Meskipun sulit untuk memastikan keberadaan pasukan tersebut sebelumnya, Kamaruddin menganggap bahwa hal ini memang sudah lama didengar oleh banyak pihak.
Kamaruddin mengatakan bahwa putusan MA ini memperlihatkan bahwa masyarakat biasa dapat mengalami nasib yang kurang beruntung dalam proses hukum.
“Meskipun berbagai media telah memberitakan kasus ini, Mahkamah Agung tampaknya mengabaikan hal tersebut,” ucapnya.
Kamaruddin juga mempertanyakan validitas putusan kasasi MA yang mengubah hukuman mati menjadi hukuman penjara seumur hidup.
“Ini merupakan pertanyaan yang perlu dijawab. Jaksa penuntut umum harus mengambil langkah ekstra dengan mengajukan Peninjauan Kembali (PK) atas kasus ini,” terangnya.

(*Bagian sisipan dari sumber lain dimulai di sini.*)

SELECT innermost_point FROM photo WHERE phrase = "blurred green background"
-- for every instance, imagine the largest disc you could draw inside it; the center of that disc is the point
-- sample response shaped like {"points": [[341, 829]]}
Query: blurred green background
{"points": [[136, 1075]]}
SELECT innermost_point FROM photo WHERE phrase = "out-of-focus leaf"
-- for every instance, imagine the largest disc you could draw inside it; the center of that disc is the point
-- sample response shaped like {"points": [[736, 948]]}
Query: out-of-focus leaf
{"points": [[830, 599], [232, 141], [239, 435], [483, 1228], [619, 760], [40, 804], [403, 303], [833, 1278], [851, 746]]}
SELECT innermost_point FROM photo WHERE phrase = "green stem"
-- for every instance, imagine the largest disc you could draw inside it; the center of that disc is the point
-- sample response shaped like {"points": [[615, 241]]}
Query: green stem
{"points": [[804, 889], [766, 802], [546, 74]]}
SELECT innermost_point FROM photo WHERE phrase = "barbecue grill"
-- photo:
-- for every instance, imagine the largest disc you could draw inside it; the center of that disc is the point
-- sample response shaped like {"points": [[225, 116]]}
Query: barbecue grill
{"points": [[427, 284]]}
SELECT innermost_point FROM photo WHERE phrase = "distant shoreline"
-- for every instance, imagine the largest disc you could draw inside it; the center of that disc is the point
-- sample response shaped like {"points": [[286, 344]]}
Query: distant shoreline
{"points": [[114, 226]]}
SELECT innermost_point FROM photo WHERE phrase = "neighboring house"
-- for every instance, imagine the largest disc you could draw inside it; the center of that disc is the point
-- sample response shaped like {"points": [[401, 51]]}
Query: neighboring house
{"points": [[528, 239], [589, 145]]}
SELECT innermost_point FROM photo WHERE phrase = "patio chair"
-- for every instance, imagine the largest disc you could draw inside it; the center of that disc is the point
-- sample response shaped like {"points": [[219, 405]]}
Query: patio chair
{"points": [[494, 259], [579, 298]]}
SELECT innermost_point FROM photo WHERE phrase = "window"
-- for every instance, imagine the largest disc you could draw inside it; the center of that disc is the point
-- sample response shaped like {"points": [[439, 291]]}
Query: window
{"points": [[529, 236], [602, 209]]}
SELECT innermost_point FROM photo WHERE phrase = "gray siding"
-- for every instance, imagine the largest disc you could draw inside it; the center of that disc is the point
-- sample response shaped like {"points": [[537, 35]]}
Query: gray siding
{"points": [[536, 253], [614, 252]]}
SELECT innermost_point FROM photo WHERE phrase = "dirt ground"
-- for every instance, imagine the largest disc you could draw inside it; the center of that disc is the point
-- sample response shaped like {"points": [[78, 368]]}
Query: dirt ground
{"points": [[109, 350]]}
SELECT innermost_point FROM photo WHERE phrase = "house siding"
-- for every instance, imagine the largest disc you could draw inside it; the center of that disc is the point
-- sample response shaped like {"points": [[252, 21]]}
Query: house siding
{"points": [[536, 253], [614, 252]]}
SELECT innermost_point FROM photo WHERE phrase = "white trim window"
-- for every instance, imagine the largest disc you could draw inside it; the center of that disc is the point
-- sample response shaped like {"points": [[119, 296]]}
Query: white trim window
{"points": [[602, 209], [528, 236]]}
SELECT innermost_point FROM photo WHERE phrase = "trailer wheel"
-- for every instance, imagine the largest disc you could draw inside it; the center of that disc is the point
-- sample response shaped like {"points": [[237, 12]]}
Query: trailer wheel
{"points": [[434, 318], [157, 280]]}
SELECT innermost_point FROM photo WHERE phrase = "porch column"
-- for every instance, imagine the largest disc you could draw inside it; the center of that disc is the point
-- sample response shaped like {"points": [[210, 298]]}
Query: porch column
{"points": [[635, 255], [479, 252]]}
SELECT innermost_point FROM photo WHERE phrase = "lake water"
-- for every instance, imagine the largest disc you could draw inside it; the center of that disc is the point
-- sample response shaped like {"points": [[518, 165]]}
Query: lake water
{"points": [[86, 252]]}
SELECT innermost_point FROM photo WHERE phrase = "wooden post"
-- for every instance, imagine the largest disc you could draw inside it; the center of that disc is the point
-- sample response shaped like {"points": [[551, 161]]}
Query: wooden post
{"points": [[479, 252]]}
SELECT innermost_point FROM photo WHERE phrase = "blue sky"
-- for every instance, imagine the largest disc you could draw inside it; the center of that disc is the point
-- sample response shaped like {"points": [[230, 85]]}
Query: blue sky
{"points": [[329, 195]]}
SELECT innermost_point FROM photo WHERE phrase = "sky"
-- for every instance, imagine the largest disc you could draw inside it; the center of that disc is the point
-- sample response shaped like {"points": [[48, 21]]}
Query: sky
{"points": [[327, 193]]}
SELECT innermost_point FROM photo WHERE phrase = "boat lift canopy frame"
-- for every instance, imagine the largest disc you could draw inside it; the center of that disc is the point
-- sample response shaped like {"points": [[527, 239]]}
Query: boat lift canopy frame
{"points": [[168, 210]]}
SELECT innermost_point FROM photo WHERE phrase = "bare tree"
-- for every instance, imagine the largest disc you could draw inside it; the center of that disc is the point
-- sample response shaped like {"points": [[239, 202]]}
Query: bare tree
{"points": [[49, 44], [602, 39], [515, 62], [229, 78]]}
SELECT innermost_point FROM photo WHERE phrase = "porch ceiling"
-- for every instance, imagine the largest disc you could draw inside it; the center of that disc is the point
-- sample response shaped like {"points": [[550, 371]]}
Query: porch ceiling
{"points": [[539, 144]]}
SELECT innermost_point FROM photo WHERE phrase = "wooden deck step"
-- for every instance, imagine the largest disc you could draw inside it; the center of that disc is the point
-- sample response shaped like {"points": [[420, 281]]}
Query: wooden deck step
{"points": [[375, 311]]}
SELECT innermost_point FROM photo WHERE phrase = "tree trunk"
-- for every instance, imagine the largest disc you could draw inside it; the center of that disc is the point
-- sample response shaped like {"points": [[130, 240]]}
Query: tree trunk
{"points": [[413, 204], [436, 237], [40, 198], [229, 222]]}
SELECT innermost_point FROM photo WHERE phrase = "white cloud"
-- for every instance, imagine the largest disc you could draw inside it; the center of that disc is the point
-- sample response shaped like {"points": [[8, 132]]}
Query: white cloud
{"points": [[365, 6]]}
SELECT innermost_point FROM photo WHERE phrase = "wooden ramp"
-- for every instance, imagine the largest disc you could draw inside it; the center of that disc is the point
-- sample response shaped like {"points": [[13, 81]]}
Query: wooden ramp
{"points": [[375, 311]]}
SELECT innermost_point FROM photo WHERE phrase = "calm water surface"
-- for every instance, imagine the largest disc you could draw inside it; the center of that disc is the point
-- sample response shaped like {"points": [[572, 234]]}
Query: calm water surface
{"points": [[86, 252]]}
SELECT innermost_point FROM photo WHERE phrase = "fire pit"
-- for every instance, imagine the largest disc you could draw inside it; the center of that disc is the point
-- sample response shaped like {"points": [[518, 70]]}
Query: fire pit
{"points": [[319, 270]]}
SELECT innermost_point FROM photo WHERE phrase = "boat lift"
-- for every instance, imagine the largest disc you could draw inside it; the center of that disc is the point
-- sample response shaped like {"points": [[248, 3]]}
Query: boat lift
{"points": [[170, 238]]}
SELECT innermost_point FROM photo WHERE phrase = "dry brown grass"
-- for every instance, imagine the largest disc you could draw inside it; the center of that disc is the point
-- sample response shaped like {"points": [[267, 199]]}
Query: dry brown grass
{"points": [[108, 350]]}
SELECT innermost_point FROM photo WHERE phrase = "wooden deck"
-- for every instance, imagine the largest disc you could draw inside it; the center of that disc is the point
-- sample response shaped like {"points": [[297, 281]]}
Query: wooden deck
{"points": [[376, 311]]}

Terkait dengan Putri Candrawathi, Kamaruddin mengaku tidak puas dengan potongan hukuman 50 persen yang diberikan oleh MA. Menurutnya, Putri Candrawathi merupakan akar masalah dalam kasus ini.
“Putri Candrawathi awalnya melaporkan diperkosa di Magelang, namun kemudian berhubungan langsung dengan Brigadir Josua selama 15 hingga 30 menit. Setelah kejadian tersebut, Putri mengadukan perilaku Brigadir Josua kepada Ferdy Sambo,” jelasnya.
Kamaruddin menjelaskan bahwa Putri Candrawathi juga terlibat dalam perencanaan pembunuhan. Ia merencanakan dan mengkoordinasikan langkah-langkah seperti menyiapkan anggaran untuk para terlibat dalam kasus ini. Anggaran tersebut berkisar antara Rp 500 juta hingga Rp 1 miliar.